Bien organisés, les camps sont situés dans des lieux difficiles d’accès, parfois défendus par des palissades et des pieux en bois. Les marons possèdent des chiens qui les alertent de toute présence suspecte. Certains camps possèdent jusqu’à une trentaine de cases construites en bois rond de bonne qualité. Les chasseurs y retrouvent les objets volés lors de razzia dans les habitations : nourriture, sel, blé, maïs, riz, haricots, volailles, cochons, même des bœufs et des chevaux dont la viande est débitée en quartier et boucanée avant d’être transportée dans les camps. Des armes à feu avec poudre et munitions ainsi que des armes blanches font partie des inventaires dressés par les chasseurs.

31 octobre 1751

Rapport de françois mussard,
officier de la milice bourgeoise et chef du détachement de chasseurs de marrons, au greffe du quartier Saint-Paul

Archives départementales, fonds Compagnie des Indes

— Il lui aurait répondu qu’il y avait deux camps de l’autre côté de l’ilette dans un desquels (et c’est précisément celui que le dit détachement avait aperçu et où ils allaient lorsqu’ils ont fait rencontre de ces trois noirs) il y aurait cinquante marons tant noirs que négresses ou enfants et que dans l’autre qui était plus petit et situé au dessus de celui-ci à la distance d’une lieue il y aurait dix marons tant noirs que négresses et enfants…

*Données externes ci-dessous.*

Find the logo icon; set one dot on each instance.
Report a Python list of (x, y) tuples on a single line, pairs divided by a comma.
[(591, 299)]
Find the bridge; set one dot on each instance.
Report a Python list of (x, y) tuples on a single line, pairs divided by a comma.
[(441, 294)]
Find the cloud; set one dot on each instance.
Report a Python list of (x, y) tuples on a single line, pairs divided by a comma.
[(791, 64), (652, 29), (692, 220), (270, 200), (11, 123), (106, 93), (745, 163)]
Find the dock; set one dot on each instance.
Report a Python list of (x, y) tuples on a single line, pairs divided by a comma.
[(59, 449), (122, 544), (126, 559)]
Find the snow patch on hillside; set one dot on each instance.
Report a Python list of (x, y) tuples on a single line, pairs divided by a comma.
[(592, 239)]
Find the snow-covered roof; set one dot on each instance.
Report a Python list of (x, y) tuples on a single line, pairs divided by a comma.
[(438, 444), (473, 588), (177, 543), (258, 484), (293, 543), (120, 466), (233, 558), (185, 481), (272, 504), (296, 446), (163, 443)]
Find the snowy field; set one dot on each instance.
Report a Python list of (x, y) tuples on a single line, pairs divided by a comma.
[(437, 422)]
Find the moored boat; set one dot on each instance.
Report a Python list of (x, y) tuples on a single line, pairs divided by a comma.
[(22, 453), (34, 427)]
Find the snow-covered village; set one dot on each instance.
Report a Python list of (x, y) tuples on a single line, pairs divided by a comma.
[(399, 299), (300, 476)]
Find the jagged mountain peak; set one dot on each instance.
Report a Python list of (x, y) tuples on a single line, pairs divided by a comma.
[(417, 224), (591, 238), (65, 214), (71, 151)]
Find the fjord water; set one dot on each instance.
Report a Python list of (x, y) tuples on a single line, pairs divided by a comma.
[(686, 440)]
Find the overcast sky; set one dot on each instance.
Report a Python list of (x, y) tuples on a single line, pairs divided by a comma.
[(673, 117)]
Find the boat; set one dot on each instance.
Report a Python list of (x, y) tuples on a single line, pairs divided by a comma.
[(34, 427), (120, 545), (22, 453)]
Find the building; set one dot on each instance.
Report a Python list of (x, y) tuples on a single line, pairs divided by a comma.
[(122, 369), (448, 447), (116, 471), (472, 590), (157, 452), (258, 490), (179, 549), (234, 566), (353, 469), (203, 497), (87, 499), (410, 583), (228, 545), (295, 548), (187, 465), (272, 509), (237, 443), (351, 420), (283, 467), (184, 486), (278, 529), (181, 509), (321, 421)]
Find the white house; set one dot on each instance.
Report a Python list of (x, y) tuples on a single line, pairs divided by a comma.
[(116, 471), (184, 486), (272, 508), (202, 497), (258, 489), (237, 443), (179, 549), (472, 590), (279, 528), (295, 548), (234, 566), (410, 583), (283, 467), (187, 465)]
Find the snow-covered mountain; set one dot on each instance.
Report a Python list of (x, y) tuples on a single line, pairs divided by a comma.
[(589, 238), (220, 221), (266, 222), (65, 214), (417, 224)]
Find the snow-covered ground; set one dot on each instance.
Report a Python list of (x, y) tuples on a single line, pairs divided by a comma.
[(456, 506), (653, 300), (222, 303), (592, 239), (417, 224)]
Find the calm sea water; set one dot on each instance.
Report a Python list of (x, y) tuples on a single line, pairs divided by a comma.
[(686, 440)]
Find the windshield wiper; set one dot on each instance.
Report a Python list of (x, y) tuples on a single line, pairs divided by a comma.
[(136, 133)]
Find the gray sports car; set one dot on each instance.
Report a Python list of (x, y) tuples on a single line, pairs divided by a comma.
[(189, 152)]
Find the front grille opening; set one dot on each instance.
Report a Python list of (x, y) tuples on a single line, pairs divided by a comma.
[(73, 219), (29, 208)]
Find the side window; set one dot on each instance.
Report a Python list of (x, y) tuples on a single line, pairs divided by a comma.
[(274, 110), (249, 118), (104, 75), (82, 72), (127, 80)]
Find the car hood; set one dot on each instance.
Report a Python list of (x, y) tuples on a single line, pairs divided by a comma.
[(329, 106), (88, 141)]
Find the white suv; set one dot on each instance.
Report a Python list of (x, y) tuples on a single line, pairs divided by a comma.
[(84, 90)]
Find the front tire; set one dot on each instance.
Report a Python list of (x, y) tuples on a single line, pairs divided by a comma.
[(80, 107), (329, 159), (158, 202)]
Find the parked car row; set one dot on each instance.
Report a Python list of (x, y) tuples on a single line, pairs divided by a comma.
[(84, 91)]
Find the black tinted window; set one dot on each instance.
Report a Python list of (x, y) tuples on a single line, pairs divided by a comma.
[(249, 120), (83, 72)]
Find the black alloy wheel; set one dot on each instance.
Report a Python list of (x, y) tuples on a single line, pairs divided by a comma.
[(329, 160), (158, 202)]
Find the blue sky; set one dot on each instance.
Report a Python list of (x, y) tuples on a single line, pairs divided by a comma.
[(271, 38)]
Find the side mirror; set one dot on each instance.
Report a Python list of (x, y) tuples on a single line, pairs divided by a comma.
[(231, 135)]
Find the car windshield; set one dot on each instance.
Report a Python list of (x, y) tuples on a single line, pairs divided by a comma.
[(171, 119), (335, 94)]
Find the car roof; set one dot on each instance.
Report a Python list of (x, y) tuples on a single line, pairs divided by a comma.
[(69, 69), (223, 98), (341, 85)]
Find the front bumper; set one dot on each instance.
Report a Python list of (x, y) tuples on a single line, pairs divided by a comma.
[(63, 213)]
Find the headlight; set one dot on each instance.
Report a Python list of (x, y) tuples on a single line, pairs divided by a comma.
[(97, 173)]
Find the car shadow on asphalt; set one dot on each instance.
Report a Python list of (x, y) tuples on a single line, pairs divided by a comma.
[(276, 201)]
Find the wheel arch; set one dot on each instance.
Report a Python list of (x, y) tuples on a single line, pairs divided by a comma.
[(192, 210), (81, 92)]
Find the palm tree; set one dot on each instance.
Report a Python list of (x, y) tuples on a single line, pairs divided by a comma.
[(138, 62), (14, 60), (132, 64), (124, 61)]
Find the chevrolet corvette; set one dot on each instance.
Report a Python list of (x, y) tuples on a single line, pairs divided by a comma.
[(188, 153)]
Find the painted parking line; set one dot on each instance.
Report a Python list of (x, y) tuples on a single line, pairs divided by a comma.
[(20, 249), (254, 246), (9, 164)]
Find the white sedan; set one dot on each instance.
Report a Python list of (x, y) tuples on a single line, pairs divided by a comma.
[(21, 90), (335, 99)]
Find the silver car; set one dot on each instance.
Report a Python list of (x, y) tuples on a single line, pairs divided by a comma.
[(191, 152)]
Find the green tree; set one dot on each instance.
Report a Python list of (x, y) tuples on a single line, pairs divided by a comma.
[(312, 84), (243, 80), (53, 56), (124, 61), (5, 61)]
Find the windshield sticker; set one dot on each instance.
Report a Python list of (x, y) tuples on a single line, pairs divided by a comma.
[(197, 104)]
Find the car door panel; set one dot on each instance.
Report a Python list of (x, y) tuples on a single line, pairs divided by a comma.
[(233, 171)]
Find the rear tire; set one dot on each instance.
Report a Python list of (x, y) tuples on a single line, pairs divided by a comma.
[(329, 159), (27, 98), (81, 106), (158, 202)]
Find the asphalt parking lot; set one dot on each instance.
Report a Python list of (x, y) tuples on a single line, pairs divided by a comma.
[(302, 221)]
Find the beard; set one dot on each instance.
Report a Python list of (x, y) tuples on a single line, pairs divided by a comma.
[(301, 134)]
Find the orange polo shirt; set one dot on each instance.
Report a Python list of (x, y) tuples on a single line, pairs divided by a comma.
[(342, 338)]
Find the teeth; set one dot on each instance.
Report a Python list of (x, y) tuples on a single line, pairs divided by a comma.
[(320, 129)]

— Le dit Sieur Mussard sachant par une longue expérience que les marons cachent dans les cavernes et dans la terre ce qu’ils peuvent avoir de butin aurait fait chercher dans le dit camp et aux environs par les noirs suivant le détachement. Ils auraient trouvé dans une petite caverne deux fusils bien en état et chargés à balle et dans un trou d’un arbre un fusil à deux coups avec des balles et de la poudre environ trois quarterons dans une forme et onze marmite de fer de différentes grandeurs, plusieurs haches, serpes, pioches et lances de fer qu’ils ont emportés avec eux en fuite
— Déclare le dit Sieur Mussard en outre qu’ayant été joindre les six hommes qu’il avait détachés et étant entré dans le dit camp, il aurait aperçu dix-sept petites cases dont parties de bois rond et de 2 [?] autres de piquets de bouts ; qu’ils ont trouvé dans ce camp deux marmites une cafféière de cuivre des lances et des outils propres à […] des habitations. Déclare en outre le dit Sieur Mussard qu’ils ont vu autour des dits deux camps plusieurs petites habitations que les marons cultivaient et où ils plantaient des patates du perroux [sic], du maïs, des fagots de songe, le tout bien entretenu…

Les razzias

La « descente » sur les habitations est l’activité la plus spectaculaire des grands marons et la plus redoutée des habitants. C’est ainsi que les habitants, appellent la razzia ou le raid, rapide, brutal, destructeur et sanglant que les esclaves marons poussés par le besoin ou par le désir de représailles, effectuent sur les habitations ou propriétés agricoles. Ces incursions se déroulent de la même manière que les souvouc ou razzia malgaches en tous points conformes à ce que les habitants savaient des pratiques malgaches de la guerre.

28  mai 1742

Déclaration du sieur Dutrévoux
de plusieurs noirs qui ont été sur son habitation à la Rivière des Marsouins,
au greffe du Conseil Supérieur,

ADR C°963

En avril  1742, la descente de quelques soixante-dix marons sur l’habitation Dutrevoux, à la Rivière des Marsouins, est des plus spectaculaires. Après avoir mis le feu à la case, ils volent et enlèvent dans la maison principale comme dans celle de Pierre Pezé dit Coutance, commandeur de Dutrevoux :

« neuf cochons châtrés dont quatre gras […] et six autres moyens […] , faisant en tout le nombre de quinze, quarante deux chapons, trente-deux poules et environ trente poulets et deux coqs, neuf marmites de fer dont trois grandes et six moyennes, six cent livres de riz en paille, neuf grandes haches dont six neuves, seize grattes (houes) et seize pioches, dix serpes, trois scies à main, une herminette plate et une à gouge, un virrebrequin [sic], deux rabots, deux guillaumes, cinq ciseaux à charpentier, un compas de fer, deux tarières, une truelle et deux marteaux têtus, un gril, une poêle à frire, cinquante livres de sel du pays, quatre livres de cire jaune, une jarre pleine de graisse, huit assiettes, quatre plats et six cuillères d’étain fin, six fourchettes d’acier, six gobelets façon de cristal et six gobelets et leurs soucoupes de porcelaine, deux nappes et douze serviettes toile de France ; […] douze chemises blanches de toile de coton dont six jaunies, quatre habits : quatre vestes et six culottes de différents guingans, six chemises et six culottes longues de toile bleue fine, six paires de bas de coton, quinze piastres en argent, une paire de boucles de souliers et de jarretières d’argent, trois chapeaux de castor dont deux neufs, l’un bordé en argent, dix-huit carottes de tabac, une épée de cuivre à poignée d’argent au nommé Plusquelet, et un fusil demi-boucanier à Jean Briand ».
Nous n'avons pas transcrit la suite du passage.